BREACH OF RESTRAINING ORDER LAWYER
When a man is accused of gender-based violence, it is common that a restraining order is taken out against him so he cannot come close nor communicate with the victim. Said restraining order can also be ordered by the court as an ancillary measure or injunction.
If the man who has a restraining order against him approaches the victim or communicates with her, he is committing another crime, which has nothing to do with the gender-based violence offence for which he is being investigated or has been found guilty of. It is also important to factor in that it doesn’t matter whether the exchange was amicable or even pleasant, the crime is being committing merely by establishing said communication.
Violation of a restraining order can lead to prison sentences, regardless of whether the man is finally acquitted of the gender-based violence offence he was accused of.
WHAT TO DO IF…
If we have been served with a restraining order, it is essential that we adhere to the terms closely and carefully, as arguing against any violation of the order is very difficult since it is usually easy to obtain evidence of the fact.
If you have come to close to the victim, she will usually have called the police and the police will have found you within the specified distance. The police statement will be definitive proof of a breach. If you have called or sent a message, the call register or messages on the phone can be used as proof.
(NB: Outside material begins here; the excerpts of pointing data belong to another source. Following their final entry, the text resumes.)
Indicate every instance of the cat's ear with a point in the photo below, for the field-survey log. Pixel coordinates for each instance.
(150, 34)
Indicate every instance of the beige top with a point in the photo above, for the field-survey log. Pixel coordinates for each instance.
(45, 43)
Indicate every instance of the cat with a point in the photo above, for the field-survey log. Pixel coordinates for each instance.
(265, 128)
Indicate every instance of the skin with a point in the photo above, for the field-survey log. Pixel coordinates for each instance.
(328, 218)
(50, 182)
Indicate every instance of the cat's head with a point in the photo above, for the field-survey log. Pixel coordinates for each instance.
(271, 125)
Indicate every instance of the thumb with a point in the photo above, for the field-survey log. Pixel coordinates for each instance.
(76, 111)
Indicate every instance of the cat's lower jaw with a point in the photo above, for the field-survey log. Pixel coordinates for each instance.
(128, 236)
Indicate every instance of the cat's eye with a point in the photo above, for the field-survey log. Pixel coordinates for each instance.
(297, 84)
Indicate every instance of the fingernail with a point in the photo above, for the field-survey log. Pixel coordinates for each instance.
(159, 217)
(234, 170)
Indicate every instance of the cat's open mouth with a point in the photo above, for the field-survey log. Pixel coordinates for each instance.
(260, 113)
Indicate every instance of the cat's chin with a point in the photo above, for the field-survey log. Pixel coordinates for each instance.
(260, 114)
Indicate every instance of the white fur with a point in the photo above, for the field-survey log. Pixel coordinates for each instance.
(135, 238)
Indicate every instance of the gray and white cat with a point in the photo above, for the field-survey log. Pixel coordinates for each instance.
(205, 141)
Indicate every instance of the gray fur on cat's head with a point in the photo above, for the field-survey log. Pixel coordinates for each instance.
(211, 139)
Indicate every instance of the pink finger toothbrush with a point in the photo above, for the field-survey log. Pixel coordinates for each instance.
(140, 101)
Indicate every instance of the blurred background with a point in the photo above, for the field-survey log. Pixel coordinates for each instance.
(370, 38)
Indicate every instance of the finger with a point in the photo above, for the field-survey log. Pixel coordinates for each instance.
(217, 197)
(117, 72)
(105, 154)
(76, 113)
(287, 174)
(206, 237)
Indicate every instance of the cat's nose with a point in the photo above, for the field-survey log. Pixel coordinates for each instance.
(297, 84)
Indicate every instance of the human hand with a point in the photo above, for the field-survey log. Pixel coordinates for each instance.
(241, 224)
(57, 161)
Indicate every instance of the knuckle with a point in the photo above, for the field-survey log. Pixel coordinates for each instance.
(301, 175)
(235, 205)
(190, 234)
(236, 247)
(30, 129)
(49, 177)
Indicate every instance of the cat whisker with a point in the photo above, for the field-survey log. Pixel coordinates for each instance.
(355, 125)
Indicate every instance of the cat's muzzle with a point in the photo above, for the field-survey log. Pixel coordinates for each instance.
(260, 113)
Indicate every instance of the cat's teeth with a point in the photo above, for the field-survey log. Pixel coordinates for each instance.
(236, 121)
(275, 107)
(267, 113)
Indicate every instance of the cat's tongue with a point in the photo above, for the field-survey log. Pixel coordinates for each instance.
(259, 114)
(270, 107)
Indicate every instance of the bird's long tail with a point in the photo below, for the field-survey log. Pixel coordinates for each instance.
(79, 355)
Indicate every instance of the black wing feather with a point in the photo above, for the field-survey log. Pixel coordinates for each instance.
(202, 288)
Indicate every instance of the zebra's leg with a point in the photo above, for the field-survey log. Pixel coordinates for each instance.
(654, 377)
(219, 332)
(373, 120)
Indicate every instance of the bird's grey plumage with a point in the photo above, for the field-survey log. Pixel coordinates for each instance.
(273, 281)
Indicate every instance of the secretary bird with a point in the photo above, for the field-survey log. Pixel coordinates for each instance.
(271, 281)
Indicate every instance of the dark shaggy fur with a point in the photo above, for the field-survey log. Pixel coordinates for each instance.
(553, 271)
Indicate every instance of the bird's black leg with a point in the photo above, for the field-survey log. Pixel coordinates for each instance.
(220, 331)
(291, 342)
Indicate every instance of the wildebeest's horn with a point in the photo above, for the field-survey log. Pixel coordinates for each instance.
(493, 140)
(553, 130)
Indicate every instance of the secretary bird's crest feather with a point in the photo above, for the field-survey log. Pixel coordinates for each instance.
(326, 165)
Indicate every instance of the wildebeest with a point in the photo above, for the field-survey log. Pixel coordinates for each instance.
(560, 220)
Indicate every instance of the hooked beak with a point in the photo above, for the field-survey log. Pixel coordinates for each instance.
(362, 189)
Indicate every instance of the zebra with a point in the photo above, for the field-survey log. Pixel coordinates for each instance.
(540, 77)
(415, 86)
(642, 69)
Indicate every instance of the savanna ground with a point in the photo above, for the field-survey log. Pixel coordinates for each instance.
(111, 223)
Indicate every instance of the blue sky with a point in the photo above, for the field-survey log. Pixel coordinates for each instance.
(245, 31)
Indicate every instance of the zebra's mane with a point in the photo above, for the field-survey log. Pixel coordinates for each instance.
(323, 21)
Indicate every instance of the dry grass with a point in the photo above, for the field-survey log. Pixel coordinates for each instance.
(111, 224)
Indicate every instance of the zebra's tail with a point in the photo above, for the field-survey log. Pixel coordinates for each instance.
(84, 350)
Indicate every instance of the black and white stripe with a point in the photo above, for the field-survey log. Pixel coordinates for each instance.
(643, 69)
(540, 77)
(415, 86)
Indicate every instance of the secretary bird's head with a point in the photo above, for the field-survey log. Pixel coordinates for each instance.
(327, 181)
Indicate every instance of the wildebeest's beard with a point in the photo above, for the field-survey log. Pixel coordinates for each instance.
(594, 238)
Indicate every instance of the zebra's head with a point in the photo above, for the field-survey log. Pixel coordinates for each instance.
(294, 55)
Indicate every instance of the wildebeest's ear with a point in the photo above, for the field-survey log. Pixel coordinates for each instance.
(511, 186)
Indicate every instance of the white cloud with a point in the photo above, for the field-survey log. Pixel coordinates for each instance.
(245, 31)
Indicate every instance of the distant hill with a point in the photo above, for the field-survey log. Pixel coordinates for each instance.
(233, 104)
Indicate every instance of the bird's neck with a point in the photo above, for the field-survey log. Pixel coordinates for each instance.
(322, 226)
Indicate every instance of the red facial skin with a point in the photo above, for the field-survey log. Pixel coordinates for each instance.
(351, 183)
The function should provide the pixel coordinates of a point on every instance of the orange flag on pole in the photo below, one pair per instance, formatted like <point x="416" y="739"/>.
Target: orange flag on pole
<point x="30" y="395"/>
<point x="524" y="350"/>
However, if you have not been accused of breaching a restraining order there are defence strategies that can be employed. Although it is a tough situation, not all is lost.
EXAMPLES OF CASES WHERE RESTRAINING ORDERS ARE BREACHED
The court granted my wife a restraining order against me, and although I couldn’t talk to her I wrote to her to ask how my son was doing. I did not insult nor threaten her, all I wanted was to know if my son was OK. Now I’m being accused of breaching my restraining order.
My wife turns up at places where she knows I like to go because she knows I have a restraining order and I have to run off to avoid further problems. Last week she accused me, even though I was at the place before her.
I drive to work, and the fastest route is one that passes by her house on the way. The other day she saw me and called the police, even though I did not stop or did anything of the like, I simply drove by. She is now accusing me of breaching my restraining order.